『全裸監督』を彩る凄みのある3人

      2020/03/11

Netflix (ネットフリックス)独自配信の『全裸監督』。

伝説のAV監督・村西とおるを演じる主役の山田孝之も、ある種いかがわしい濃さを醸し出していて良いのだが、個人的には、刑事役のリリー・フランキー、ヤクザの親分・國村隼人、アダルトビデオショップ店長のピエール・瀧の3人に凄みと魅力を感じる。

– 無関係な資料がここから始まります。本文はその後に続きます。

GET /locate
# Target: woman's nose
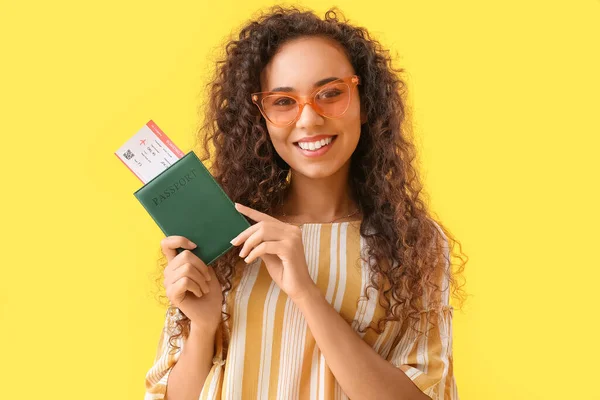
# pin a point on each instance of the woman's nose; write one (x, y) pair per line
(309, 117)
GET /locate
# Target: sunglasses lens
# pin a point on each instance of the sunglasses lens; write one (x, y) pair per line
(333, 100)
(280, 109)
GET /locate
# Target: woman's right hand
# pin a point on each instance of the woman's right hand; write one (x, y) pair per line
(191, 286)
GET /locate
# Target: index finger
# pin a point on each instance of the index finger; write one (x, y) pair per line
(253, 214)
(170, 244)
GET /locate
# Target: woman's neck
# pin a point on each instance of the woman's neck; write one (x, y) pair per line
(319, 200)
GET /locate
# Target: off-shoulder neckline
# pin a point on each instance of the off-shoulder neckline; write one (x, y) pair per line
(352, 222)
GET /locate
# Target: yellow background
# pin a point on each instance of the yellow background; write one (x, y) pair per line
(506, 99)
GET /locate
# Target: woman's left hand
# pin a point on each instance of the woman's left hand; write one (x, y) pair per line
(280, 247)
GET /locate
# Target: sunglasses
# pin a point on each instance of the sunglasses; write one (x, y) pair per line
(330, 101)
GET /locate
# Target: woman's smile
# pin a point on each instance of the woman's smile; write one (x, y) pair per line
(315, 148)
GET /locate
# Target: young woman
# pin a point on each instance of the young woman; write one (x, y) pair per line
(340, 288)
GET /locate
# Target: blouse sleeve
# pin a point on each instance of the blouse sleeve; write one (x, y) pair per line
(166, 357)
(427, 358)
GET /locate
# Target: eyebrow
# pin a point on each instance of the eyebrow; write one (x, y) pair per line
(316, 85)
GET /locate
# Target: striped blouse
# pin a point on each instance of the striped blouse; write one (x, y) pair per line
(271, 352)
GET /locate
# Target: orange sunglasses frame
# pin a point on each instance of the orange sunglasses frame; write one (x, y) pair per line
(351, 81)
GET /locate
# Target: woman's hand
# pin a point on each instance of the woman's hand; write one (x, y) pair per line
(192, 286)
(280, 247)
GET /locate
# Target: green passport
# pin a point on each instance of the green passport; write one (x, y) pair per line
(185, 200)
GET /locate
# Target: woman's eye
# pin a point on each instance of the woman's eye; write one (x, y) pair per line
(284, 101)
(329, 93)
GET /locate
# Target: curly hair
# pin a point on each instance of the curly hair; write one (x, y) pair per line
(406, 248)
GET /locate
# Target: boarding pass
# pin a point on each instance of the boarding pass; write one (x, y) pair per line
(149, 152)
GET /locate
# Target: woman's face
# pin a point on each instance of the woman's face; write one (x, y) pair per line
(299, 66)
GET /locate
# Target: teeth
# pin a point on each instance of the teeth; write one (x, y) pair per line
(315, 145)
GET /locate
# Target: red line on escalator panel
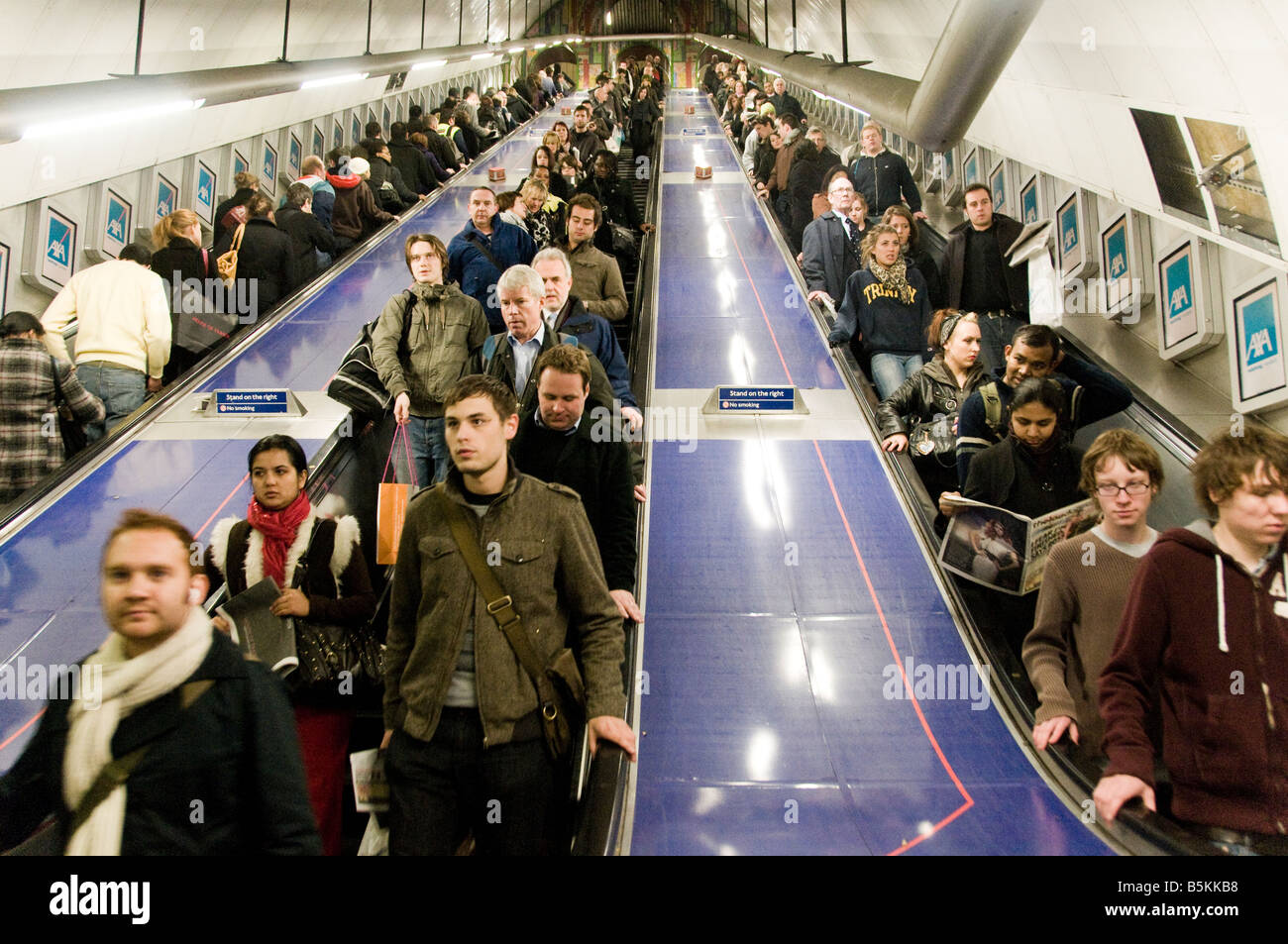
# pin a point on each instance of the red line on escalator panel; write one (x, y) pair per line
(967, 801)
(14, 736)
(245, 478)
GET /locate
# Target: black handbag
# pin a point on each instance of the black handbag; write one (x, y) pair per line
(357, 381)
(327, 652)
(559, 685)
(68, 426)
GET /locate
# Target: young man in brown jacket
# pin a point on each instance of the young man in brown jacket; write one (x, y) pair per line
(445, 334)
(463, 720)
(1206, 635)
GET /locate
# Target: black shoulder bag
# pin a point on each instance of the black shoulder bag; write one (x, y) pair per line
(559, 685)
(68, 426)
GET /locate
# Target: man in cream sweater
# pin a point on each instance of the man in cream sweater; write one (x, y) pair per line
(123, 333)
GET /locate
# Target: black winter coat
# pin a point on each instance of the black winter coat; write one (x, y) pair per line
(412, 165)
(930, 391)
(235, 750)
(1017, 277)
(265, 261)
(599, 471)
(308, 237)
(803, 183)
(1008, 475)
(884, 180)
(239, 198)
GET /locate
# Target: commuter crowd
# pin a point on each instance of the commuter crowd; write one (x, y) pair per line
(489, 365)
(1133, 636)
(493, 364)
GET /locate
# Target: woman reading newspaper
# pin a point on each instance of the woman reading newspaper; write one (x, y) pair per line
(1031, 472)
(284, 535)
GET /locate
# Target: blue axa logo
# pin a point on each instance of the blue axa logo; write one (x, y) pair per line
(59, 243)
(1261, 346)
(116, 220)
(1258, 329)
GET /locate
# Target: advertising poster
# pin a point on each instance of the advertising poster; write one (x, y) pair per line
(1256, 321)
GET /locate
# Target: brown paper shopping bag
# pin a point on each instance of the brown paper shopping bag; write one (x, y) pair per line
(391, 504)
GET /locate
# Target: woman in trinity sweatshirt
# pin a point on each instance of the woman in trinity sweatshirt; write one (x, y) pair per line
(888, 303)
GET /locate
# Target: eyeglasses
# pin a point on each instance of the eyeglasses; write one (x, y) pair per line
(1132, 488)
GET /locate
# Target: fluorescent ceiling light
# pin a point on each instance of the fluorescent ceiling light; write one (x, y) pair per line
(334, 80)
(111, 117)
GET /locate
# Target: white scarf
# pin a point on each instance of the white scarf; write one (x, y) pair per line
(127, 682)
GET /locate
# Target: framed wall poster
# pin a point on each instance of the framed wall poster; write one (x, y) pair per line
(1000, 181)
(1258, 376)
(110, 224)
(166, 196)
(50, 246)
(1126, 257)
(1189, 294)
(952, 179)
(1074, 218)
(294, 155)
(4, 278)
(970, 167)
(1030, 201)
(205, 184)
(268, 168)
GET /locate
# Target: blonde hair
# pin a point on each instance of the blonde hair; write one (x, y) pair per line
(174, 226)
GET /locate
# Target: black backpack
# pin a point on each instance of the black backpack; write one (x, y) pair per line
(357, 382)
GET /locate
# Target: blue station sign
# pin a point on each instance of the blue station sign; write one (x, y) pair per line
(755, 399)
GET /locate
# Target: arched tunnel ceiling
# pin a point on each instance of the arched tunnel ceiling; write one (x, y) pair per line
(1061, 103)
(54, 42)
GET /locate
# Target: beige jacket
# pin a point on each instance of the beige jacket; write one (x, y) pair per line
(549, 566)
(447, 330)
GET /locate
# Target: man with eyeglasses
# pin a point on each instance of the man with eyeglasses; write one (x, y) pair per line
(829, 246)
(1203, 642)
(1085, 587)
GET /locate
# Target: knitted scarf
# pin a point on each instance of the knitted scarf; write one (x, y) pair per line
(278, 530)
(893, 277)
(127, 682)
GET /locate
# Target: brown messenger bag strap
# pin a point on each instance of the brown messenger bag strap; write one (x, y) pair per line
(498, 603)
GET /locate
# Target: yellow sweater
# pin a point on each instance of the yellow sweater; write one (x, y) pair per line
(121, 313)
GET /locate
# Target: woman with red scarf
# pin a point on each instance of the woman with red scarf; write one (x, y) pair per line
(281, 530)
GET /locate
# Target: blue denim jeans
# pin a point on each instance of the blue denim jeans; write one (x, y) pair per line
(120, 389)
(428, 450)
(439, 788)
(890, 369)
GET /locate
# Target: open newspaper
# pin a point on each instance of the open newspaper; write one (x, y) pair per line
(259, 634)
(1004, 550)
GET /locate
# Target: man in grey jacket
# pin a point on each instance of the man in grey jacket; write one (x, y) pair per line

やさぐれた風情を漂わすリリー・フランキーは、『野火』や『マジすか5』を彷彿させる得体のしれない不気味さを醸し出している。

國村隼人は、決して声を荒げず終始穏やかな口調で話す親分だが、かえってその中に凄みが宿っていて魅力的。

世の裏と、醜く滑稽なヒトの欲望の隅から隅までを知り尽くしたかのようなピエール瀧が時折みせる鋭い表情が、タテマエと権力への憎悪が感じられ、厚生労働省関東信越厚生局麻薬取締部に麻薬取締法違反容疑で逮捕された経験もムダにはなっていなかったのではないかと感じる。

ストーリーは、英会話教材のセールスマンから始まり、黒木香がスターダムにのし上がるまで、山あり谷ありながらもわりと一直線に進んでいく中、彼ら3人の中年オヤジたちが絶妙にコクと陰影を与えており、べつに村西監督に興味がない人でも、面白く観れるのではないかと思う。